Tuesday, November 01, 2005

..."Asterisk"?

Quoting from the lead editorial (about new Supreme Court nominee Samuel Alito) in today's Milwaukee Journal Sentinel:

"Another minus is that the nomination lessens the court's diversity. [Sandra Day] O'Connor herself had expressed the desire that her successor be a woman. O'Connor seems to have grown wiser about diversity as a result of her Supreme Court experience. She came to see the virtues of having a court that looks like America - doubtless a big reason she softened her opposition to affirmative action in recent years.

"In losing a woman, the court with Alito would feature seven white men, one white woman and a black man, who deserves an asterisk because he arguably does not represent the views of mainstream black America."

If a white man might be permitted to make a couple of observations...

  • Six white men, two white women and one black* man--as opposed to seven white men, one white woman and one black* man--looks like America?
  • As I recall, the job of the Supreme Court is to uphold and interpret the Constitution.
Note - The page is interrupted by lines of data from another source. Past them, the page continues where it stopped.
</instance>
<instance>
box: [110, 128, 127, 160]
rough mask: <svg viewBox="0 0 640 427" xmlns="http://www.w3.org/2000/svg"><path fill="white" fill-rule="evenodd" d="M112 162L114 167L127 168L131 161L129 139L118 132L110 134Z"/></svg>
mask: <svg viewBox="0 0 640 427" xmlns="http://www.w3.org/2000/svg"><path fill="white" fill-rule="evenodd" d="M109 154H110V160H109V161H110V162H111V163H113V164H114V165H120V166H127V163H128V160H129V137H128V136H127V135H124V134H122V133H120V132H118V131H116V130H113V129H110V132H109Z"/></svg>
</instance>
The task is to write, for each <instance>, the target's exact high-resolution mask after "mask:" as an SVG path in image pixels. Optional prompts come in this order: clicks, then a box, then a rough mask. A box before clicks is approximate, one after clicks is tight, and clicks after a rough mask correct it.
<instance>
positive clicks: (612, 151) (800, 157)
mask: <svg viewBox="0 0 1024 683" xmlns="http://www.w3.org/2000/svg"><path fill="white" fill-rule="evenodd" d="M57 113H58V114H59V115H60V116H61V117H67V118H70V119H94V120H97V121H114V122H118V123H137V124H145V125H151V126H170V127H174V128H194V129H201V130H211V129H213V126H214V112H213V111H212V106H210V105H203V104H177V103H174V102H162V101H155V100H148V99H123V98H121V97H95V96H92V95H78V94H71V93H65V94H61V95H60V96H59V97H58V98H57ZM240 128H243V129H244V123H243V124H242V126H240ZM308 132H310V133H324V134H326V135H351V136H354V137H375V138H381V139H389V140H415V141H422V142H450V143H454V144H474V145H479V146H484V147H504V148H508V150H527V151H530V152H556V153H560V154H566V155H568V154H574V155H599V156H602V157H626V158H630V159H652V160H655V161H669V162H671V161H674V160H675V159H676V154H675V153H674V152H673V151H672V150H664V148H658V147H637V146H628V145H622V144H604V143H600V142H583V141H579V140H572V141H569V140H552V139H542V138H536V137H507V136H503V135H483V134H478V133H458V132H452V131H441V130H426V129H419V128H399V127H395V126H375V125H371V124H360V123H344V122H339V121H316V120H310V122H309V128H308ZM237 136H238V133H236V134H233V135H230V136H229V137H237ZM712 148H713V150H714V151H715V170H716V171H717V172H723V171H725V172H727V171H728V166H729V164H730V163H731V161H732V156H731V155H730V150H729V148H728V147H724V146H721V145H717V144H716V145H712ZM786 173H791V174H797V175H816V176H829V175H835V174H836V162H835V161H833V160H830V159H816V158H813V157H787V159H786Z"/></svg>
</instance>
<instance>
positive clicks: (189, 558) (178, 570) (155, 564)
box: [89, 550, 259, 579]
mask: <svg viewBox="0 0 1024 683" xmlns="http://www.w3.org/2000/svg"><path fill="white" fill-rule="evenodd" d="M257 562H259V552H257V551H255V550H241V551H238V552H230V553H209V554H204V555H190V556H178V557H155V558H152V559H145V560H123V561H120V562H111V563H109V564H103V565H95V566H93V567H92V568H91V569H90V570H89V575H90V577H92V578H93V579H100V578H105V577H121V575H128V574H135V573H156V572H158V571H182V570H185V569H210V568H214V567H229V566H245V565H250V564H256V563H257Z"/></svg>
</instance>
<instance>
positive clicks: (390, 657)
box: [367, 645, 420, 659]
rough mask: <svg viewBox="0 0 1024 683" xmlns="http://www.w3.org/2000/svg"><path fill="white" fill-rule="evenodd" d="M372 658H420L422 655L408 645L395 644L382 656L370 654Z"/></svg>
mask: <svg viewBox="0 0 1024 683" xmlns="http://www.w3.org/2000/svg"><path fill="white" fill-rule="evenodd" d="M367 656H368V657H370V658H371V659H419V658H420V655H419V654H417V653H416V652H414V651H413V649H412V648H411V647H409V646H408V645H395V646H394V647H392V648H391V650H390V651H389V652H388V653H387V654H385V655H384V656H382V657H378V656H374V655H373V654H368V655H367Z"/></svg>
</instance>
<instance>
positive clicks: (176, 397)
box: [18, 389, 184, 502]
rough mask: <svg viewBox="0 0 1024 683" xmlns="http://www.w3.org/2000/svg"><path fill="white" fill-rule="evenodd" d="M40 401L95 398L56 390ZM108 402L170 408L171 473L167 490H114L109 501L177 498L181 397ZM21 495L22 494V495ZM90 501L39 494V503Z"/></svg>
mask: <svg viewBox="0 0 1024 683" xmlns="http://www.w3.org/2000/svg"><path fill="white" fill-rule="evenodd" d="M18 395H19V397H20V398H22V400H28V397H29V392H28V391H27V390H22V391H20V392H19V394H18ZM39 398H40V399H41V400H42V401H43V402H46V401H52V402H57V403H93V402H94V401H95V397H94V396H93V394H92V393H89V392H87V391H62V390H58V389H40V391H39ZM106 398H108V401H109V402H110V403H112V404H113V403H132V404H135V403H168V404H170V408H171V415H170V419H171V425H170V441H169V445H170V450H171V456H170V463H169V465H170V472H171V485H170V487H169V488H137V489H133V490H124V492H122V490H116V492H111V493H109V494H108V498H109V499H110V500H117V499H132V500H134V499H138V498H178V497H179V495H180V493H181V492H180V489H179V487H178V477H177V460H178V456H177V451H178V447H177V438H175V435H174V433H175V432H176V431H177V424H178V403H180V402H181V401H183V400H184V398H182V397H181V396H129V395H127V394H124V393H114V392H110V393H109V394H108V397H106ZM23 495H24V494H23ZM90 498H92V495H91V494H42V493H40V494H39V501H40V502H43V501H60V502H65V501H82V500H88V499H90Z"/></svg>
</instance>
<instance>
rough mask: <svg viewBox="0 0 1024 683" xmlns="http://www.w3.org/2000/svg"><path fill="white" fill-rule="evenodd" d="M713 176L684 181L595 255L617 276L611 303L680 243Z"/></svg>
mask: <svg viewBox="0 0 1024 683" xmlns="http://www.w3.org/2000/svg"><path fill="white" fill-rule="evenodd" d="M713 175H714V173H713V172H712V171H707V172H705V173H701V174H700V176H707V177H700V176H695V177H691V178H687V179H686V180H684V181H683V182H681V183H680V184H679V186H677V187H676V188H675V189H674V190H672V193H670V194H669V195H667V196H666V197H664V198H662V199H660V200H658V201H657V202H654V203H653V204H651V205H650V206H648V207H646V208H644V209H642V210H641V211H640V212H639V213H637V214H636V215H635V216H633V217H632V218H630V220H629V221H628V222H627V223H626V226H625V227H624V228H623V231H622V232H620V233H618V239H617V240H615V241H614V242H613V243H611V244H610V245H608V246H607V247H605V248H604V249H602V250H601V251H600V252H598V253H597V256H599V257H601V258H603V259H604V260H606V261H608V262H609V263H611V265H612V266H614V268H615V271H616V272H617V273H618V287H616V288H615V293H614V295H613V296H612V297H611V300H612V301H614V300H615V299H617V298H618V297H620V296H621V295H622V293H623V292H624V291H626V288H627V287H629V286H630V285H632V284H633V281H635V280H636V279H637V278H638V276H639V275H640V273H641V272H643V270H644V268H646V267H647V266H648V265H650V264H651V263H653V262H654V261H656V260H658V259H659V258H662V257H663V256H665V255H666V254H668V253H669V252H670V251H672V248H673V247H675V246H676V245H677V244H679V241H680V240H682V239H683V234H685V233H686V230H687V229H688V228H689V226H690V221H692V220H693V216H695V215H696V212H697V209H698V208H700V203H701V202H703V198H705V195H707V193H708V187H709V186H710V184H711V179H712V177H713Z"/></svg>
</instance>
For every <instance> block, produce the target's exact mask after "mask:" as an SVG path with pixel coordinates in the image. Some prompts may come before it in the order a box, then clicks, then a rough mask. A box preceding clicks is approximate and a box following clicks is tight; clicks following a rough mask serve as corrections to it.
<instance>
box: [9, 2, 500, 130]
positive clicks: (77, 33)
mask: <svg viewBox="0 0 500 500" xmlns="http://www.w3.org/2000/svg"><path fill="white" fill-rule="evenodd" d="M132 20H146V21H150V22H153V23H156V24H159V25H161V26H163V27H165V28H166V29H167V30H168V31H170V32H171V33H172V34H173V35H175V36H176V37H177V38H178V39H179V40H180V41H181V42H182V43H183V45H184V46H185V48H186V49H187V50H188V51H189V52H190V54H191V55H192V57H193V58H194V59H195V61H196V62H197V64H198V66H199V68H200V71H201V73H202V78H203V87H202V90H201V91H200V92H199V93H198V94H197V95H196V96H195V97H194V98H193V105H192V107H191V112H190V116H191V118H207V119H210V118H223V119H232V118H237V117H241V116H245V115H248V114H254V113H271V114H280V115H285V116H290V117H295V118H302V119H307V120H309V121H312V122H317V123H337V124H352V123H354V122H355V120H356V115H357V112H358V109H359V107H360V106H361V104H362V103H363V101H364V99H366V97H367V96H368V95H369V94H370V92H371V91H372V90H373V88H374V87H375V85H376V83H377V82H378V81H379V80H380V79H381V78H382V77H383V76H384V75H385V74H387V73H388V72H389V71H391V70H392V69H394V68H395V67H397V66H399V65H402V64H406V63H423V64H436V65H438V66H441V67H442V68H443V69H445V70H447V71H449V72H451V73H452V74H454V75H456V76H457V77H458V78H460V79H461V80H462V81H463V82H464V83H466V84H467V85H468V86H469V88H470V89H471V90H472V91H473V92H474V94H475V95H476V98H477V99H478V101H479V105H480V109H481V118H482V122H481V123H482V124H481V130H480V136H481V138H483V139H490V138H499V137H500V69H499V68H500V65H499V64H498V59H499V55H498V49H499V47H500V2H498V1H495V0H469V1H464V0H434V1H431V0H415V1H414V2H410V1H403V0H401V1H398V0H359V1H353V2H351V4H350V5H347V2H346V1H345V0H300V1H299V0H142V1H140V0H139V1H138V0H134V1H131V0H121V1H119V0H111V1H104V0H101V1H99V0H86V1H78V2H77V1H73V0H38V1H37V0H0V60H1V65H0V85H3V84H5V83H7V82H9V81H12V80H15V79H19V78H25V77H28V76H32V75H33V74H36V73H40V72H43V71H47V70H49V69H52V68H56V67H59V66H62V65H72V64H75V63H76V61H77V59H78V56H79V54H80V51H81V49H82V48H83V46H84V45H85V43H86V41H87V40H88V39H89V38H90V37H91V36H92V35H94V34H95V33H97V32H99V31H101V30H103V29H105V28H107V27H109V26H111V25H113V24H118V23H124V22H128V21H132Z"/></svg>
Perhaps I'm just dense, but I fail to see how racial or gender diversity has any relevance to that. Ideological diversity, I could see, but linking that to racial and gender diversity is dubious.
  • Especially dubious is linking specific genders and races to specific ideologies, as the Journal Sentinel does with its race-baiting "asterisk" comment about Clarence Thomas. (I wonder if, had Harriet Miers been confirmed, the Journal Sentinel would have called for an asterisk by her name, the first time she cast a vote different from how she "should have" voted as a woman...)
  • For that matter, if the only black on the court having views "unacceptable" for a black man to hold was such a serious matter, President Clinton had an opportunity to rectify the situation with his second Supreme Court nomination (the first going to Ruth Bader Ginsburg). Who did he select? Stephen G. Breyer--a white man.
There are plenty of qualities that can serve as either merits or demerits for a prospective Supreme Court justice. Neither race nor gender is one of them.